Workplan

The project will have the following specific objectives:

O1. Interpreting sensorial information using CNNs. This objective aims at finding the best suited CNN topology for scene segmentation. First, several publically available CNNs will be trained, tested and evaluated for the specific scenario of traffic image segmentation. Their limitations and drawbacks will be observed, and their hyper-parameters or/and topology will be finely tuned to achieve best performance in this scenario.

To construct the training set we will merge together images from several publically available dataset (e.g. KITTI, Daimler dataset etc.) and annotated images from the SCABOR [1] framework.

O2. Combining CNNs with model based probabilistic methods. The proposed framework will efficiently combine the paradigms of deep learning and model based probabilistic methods in order to exploit their advantages and overcome their individual weaknesses.
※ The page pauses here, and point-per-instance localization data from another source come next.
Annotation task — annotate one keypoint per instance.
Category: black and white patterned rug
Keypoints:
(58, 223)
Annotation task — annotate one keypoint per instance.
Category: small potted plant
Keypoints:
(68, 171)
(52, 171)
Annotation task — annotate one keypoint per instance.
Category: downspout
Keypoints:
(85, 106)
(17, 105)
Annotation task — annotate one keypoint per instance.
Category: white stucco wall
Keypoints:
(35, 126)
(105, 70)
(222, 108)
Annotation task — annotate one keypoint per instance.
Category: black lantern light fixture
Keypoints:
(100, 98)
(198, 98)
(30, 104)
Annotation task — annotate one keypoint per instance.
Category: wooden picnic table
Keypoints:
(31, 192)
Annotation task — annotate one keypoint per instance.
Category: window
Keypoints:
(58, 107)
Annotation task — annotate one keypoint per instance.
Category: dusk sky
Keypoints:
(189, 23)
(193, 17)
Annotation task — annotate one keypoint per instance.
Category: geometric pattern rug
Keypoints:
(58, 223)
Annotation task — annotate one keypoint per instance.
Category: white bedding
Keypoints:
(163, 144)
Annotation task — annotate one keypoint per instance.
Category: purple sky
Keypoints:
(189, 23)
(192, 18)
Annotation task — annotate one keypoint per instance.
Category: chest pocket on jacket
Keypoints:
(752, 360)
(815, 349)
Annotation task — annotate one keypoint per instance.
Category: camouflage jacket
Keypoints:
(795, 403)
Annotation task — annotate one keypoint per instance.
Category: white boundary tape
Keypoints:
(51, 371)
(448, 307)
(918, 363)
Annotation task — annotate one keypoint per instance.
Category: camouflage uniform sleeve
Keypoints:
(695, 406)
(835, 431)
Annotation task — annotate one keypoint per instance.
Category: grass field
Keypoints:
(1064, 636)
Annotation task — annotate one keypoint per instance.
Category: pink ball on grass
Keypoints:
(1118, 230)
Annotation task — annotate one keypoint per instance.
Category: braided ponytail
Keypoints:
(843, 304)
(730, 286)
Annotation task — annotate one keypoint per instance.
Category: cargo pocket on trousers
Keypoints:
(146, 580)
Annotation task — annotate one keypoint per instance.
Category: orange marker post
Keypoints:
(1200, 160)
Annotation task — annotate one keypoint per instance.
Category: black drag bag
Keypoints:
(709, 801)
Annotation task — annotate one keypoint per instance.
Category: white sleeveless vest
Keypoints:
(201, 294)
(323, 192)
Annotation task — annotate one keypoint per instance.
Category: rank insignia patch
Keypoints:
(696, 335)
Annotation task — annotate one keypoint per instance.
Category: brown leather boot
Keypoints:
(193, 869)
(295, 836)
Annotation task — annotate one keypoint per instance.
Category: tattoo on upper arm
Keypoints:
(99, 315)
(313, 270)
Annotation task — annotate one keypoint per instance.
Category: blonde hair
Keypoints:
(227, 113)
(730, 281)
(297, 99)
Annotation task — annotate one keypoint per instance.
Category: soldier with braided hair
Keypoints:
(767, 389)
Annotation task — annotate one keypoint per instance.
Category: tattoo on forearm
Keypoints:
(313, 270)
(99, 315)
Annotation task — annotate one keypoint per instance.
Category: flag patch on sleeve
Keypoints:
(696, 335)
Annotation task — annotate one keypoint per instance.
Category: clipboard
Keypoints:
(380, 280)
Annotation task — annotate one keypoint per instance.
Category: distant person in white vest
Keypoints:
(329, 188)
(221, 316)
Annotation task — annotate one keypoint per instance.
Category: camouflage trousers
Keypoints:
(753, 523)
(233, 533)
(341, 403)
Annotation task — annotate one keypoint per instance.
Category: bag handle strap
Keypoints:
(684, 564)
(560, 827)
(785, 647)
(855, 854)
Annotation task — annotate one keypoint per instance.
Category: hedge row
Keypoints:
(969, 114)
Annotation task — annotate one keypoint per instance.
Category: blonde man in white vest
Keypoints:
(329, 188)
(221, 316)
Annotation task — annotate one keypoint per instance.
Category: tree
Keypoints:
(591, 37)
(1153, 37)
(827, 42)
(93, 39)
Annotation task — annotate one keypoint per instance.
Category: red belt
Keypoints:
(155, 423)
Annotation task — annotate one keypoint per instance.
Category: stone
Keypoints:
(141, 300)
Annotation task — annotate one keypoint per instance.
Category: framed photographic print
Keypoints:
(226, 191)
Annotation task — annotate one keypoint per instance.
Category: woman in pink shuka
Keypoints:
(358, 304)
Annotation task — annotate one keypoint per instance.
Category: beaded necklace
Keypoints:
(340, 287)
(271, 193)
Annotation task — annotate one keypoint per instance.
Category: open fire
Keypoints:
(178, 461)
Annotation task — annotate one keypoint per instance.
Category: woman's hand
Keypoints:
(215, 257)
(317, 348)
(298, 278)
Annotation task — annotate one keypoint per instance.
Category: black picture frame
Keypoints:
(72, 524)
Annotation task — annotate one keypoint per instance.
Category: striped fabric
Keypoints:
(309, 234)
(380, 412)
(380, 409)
As detailed in section C1, CNNs have outperformed other methods in various perception tasks, but they don’t have any natural way of integrating prior knowledge and, for higher level inference, probabilistic methods are more flexible and well suited.
The proposed framework will use CNNs to understand the scene and its “perception” will be used as input by probabilistic inference methods (Kalman filters, Particle filters).

O3. Using the probabilistic estimate to improve the training of the neural network. This objective aims at establishing an efficient information exchange between the CNN and the probabilistic inference module.
More specifically, the convolutional neural network should “learn” from the examples it previously misclassified by updating the weights and biases of the network. We will investigate two approaches: (1) retrain only the last fully connected layer and consider the anterior layers of the network as a fixed feature extractor and (2) retrain the last layer and update the weights of all/several previous layers by back-propagation.
We will investigate the possibility of improving probabilistic methods from high confident CNN outputs.

O4. Sensor fusion with convolutional neural networks (metadata-enhanced CNNs) and probabilistic estimators: ADAS use data from multiple sensors – sensor fusion – to reduce the uncertainty and to optimize the system’s performance. In addition, several meta-data could be used to improve the results: the camera parameters, the driving scenario (city/rural/highway, daytime/nighttime) etc. Fusion strategies can be divided into early fusion and late fusion. Early fusion (fusion in the feature space) combines information extracted from multiple data-streams into a unified representation. On the other hand, late fusion (semantic level fusion) uses multiple classifiers trained with features in different representation domains, and combines their output using simple decision rules or other classifiers.
The proposed framework will integrate both types of fusion: early fusion by adding metadata and sensor information in the segmentation stage performed by the CNN and late fusion, by using sensor information in the tracking stage.
The efficiency of the proposed framework will be assessed by integrating into a demonstrator application for driving assistance; the application will tackle several tasks: lane detection, traffic sign recognition, obstacle detection and classification (vehicles, pedestrians, cyclists).

O5: Dissemination: articles describing the most important technological and theoretical achievements of the project will be written and submitted in journals with high impact factor and visibility (IEEE Transactions on Image Processing, Sensors etc.) and high quality conferences (IEEE Conference on Computer Vision and Pattern Recognition, European Conference on Computer Vision etc.).

[1] – Nedevschi, Sergiu, et al. “A sensor for urban driving assistance systems based on dense stereovision.” 2007 IEEE Intelligent Vehicles Symposium. IEEE, 2007.